With a population of 66,000, St. Charles is Missouri’s ninth-largest city, and was the state’s capital from 1821 to 1826.
“We have old and new areas, which means we have a lot of odd-sized sewer structures,” the city's Lead Equipment Operator Cory Rackley said. “Adjustable risers make it much easier to raise all these differently sized manholes to grade.”
Rackley maintains the city’s sanitary and storm sewer networks, and is responsible for keeping about 10,000 manholes precisely at grade. If they are too low, citizens and council members complain. But if they are too high, even by as little as a quarter inch, snowplows will catch and tear them out.
For years, his crews raised manholes to grade after new paving with traditional methods that required excavation and the use of concrete rings or bricks. But since 2008, he has been using Pivoted Turnbuckle Adjustable Manhole Risers, made by American Highway Products (AHP), to raise manholes precisely to grade without excavation, without significant traffic closures, and without the need for equipment to lift and set heavy concrete rings. “When we have a manhole to raise now, we can do it in half an hour or less, depending on traffic, without stopping traffic or digging up pavement,” Rackley said. “Compared to that, the concrete rings were a nightmare—they’d take one to two days, and usually required detours.”
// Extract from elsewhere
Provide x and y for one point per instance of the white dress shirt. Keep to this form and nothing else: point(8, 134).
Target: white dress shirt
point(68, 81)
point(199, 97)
The AHP adjustable riser is a flexible, galvanized ring made with American steel that uses a turnbuckle to adjust riser diameter. For the installation process, one man sets the riser in original utility rims and uses a screwdriver as a lever to expand it to fit. Since the turnbuckle leverage applies thousands of pounds of force, the riser seats in the rim tightly, providing a new rim for the manhole with no rattling or looseness.
City crews set 40 or more of the AHP risers annually, and contractors set about the same amount. Sometimes, the city has to redo contractor work. “They’re responsible for getting manholes to grade, but sometimes we can’t have an engineer or inspector on hand, and they aren’t as close as we’d like. And sometimes compaction is bad, and settling causes manholes to sink a bit,” Rackley explained. “When that happens, we’re able to replace the riser with one that’s slightly taller, and bill the contractor. And we’re usually able to reuse the riser that comes out.”
The city also keeps risers on hand, in multiple sizes, for their own use, and occasionally for contractors. In the last year, Rackley also has started using inclined risers, a newer product from American Highway Products. These help make an even closer match to the final road surface.